The air feels so thick in late summer, she could swim in it. It thunderstorms when the heat finally becomes unbearable, clouds ripped apart in the heavens, and it rains and rains forever. The generator fails on the third night. So she lights candles, placing them high up where Daisy can't reach.
It isn't all bad. Nine looked cleaner after a storm, the ash and smoke washed into the drains, sunlight parting to a rare blue. But then, another layer of soot would always settle into the crevices of everything again. Sometimes it felt permanent, when there would be a period of dry weather, like that dust had always been beneath her nails, under her tongue, in her hair.
The shadows flicker on the walls as the wax drips. Daisy hides underneath the bed. She's a huge, fluffy thing. Like half-bear but still afraid of the booms of thunder.
So then, it's strange, when she suddenly comes out.
She pads quietly into the living room, staring very intently, ears perked up.
"What is it? Daisy?"
The door shakes with a loud bang. The transporter's not scheduled to come again until next week.
She thinks of the gun. All the peace laid in her dies. It's like she's fourteen again. That hard, unbreakable thing in her, a little shell of a bullet that presses on her windpipe and makes her hands tighten into fists. She can feel her chest calcify.
She left the city. But it doesn’t leave her.
There's a pistol in a lockbox underneath the bed, dusty with disuse. She slides the magazine in with a soft click. Muscle memory. The round chambers. The door doesn't shake again, but Daisy snaps at the air, barking. She keeps her hands steady.
She slides the lock back. Opens the door.

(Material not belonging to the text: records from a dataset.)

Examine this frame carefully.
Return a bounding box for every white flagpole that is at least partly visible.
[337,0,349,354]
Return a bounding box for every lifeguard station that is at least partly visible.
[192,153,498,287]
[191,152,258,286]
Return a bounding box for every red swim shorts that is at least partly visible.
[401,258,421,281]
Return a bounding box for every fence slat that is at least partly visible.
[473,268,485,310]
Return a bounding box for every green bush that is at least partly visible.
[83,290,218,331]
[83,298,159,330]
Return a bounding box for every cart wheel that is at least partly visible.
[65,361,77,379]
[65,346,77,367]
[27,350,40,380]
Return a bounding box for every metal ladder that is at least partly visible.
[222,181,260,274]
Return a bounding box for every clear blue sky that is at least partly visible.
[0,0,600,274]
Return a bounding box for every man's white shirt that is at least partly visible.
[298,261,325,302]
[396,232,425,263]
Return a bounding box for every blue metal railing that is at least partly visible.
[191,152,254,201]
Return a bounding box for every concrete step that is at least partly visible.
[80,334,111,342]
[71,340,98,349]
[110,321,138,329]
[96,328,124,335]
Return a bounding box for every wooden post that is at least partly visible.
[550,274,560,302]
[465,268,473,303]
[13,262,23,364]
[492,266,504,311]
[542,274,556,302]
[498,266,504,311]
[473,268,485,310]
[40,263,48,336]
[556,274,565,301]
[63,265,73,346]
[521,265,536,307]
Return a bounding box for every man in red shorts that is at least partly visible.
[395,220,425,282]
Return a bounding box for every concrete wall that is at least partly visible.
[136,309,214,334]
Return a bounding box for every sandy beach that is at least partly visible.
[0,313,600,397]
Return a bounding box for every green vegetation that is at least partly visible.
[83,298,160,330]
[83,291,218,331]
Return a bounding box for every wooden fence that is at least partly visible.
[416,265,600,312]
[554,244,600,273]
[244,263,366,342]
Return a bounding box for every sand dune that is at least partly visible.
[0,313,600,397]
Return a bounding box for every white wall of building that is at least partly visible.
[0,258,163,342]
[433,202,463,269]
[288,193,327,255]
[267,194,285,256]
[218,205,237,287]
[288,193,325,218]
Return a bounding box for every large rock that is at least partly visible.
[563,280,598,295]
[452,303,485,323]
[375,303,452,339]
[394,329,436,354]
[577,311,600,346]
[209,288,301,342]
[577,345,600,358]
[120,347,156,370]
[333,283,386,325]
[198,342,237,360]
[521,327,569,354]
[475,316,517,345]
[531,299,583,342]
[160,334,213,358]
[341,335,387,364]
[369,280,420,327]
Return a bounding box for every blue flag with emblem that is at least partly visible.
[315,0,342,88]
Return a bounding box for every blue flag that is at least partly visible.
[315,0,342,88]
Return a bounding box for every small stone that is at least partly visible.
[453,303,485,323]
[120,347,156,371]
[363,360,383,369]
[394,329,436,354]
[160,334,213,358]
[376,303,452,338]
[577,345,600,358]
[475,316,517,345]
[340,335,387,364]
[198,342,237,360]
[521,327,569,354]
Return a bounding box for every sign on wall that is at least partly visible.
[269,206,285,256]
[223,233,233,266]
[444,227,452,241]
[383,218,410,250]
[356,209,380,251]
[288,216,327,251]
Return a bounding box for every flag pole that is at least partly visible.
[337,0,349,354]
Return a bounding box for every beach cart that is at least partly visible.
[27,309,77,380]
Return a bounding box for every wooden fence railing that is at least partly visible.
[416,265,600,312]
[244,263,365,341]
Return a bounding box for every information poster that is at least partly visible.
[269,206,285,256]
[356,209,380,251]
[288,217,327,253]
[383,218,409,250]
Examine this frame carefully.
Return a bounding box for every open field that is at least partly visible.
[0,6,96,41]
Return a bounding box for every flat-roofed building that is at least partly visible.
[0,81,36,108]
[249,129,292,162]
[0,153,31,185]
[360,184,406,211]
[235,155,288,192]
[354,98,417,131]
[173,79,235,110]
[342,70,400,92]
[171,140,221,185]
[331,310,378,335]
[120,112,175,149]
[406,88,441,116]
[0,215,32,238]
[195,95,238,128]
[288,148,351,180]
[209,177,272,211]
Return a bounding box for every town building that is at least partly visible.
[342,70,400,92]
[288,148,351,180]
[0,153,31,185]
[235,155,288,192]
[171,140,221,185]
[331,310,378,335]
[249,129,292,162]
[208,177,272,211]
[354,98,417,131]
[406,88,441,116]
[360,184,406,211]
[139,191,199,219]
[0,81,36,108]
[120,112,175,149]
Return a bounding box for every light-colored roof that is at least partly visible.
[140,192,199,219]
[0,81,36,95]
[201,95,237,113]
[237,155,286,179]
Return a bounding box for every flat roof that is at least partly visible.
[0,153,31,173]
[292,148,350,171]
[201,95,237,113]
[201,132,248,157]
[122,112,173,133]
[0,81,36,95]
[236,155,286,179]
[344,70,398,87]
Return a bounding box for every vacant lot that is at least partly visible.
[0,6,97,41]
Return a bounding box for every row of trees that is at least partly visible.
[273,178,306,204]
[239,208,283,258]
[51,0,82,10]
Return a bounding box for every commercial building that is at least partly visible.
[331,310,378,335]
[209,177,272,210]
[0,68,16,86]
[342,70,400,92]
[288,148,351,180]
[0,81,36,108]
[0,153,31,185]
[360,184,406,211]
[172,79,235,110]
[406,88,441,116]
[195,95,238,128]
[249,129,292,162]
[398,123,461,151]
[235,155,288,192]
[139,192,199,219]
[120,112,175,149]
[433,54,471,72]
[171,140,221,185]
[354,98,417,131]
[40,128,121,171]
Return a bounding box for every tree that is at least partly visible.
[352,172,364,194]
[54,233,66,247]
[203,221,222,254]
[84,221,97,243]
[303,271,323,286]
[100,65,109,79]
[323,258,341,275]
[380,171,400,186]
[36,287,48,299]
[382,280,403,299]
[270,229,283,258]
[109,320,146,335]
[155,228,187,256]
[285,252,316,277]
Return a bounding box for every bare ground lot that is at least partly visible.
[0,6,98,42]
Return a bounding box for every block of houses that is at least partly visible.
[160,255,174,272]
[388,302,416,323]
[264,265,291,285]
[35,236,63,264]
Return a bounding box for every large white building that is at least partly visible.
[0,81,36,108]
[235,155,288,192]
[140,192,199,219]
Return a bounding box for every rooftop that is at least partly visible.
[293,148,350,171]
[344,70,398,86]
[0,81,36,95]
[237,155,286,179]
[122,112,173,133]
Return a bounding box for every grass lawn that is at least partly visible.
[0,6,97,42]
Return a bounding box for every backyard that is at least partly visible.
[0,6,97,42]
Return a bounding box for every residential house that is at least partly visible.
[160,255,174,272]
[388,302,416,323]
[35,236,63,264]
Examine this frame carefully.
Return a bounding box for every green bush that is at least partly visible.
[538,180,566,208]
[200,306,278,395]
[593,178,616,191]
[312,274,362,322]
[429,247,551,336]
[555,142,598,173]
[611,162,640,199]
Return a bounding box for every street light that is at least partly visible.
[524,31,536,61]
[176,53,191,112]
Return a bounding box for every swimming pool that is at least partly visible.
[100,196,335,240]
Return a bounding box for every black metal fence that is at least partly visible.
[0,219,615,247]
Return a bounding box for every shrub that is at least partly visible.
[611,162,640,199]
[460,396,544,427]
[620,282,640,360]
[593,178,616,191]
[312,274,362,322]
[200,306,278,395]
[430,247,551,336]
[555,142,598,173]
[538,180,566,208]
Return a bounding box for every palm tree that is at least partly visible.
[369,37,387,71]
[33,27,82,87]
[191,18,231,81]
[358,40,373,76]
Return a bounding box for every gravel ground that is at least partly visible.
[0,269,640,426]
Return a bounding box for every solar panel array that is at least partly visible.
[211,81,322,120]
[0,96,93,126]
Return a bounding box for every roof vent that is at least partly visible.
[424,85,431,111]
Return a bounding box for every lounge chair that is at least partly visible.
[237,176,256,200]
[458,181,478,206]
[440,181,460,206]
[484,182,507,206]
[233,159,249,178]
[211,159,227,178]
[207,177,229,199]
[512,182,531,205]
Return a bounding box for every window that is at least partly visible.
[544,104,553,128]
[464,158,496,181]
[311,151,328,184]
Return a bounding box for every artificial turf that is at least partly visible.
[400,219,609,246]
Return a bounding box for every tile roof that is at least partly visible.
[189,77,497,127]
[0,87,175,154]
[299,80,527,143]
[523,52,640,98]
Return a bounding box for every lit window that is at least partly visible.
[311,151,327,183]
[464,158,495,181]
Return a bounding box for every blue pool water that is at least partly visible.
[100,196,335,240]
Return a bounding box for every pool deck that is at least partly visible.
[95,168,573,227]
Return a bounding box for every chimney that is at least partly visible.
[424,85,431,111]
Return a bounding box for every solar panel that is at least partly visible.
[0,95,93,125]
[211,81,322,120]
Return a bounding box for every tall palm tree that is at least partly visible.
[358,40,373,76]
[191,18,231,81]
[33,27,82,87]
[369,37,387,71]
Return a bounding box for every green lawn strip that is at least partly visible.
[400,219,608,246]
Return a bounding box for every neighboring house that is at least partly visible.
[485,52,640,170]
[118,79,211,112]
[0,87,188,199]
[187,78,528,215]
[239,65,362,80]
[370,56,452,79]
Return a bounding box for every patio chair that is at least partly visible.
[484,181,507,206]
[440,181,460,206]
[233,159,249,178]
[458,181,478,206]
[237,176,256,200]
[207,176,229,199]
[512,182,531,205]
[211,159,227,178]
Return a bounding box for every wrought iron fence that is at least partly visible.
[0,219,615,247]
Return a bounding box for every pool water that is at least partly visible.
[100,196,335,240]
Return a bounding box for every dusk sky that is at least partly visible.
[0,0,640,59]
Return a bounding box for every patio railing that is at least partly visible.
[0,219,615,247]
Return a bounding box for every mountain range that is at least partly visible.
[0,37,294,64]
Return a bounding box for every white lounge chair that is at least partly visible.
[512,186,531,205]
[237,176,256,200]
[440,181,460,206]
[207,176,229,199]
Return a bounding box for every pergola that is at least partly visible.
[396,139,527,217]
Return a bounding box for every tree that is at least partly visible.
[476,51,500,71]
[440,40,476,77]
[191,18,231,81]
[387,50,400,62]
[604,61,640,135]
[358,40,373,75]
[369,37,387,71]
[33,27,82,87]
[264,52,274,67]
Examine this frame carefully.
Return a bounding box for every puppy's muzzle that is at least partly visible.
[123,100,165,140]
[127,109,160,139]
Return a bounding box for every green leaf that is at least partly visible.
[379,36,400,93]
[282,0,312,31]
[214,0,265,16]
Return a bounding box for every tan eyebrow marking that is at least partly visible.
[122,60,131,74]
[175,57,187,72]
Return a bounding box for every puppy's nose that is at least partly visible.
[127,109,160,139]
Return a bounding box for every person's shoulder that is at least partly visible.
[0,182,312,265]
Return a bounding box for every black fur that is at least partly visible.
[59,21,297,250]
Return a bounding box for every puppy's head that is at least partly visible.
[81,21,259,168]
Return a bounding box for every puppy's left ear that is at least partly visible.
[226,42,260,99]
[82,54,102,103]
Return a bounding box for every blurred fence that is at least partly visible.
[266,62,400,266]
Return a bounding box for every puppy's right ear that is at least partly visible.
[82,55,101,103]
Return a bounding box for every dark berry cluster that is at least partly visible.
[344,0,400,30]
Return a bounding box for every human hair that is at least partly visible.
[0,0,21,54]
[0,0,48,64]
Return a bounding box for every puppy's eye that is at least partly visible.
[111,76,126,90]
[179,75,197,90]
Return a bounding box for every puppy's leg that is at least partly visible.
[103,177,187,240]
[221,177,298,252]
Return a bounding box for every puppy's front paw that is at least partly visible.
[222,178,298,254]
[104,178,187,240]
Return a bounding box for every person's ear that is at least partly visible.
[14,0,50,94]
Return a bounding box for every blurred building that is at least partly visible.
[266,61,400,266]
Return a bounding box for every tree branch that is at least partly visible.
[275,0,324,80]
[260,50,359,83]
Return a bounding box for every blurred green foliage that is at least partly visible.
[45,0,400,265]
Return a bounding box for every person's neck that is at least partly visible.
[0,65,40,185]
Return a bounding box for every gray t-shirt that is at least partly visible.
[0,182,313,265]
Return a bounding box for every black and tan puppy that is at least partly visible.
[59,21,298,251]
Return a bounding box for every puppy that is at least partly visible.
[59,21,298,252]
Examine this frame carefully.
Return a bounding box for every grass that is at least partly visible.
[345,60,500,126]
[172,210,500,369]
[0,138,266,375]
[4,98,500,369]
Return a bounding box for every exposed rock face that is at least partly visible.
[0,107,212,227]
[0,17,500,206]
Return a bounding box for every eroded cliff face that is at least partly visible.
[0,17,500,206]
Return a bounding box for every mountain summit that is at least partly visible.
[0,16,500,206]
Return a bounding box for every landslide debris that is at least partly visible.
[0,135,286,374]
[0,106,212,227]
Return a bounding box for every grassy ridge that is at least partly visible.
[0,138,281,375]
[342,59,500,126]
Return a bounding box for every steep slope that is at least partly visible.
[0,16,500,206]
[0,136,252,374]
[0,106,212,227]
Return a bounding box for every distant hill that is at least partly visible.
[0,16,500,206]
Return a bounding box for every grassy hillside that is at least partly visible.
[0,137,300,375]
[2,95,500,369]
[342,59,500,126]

There's a billow of rain that blows into her. The drops are cool on her cheeks, and the wind howls through the house and swallows the flame of a candle. The air buzzes. A white vein of lightning bursts through the sky. The silhouettes are bleached in brightness, silver outline of the trees, the wheelbarrow, a man. The barrel is pointed at him, unwavering. Her chest is still tight.
He doesn't move.
She would've thought he was dead, but his chest rises and falls barely perceptibly. He lies on her doorstep, half-leaned against the wall. Daisy sniffs him.
She kicks him. Lightly.
He doesn't move.
He might die if she leaves him. And that's what she should do – leave him there until he dies or goes away. If nothing else, then the rain and the wind would take care of him. She wouldn't even need to do anything. She puts the pistol down and stares at the figure. The rain bounces off his unmoving form.
Daisy pulls on his arm and the motion shifts him slightly so she can see his face.
She doesn't like how he reminds her of someone she could've known. Because it makes her soft. It makes her realize how little time has changed her.
She drags him in, trailing mud on the floor, and dumps him on the couch.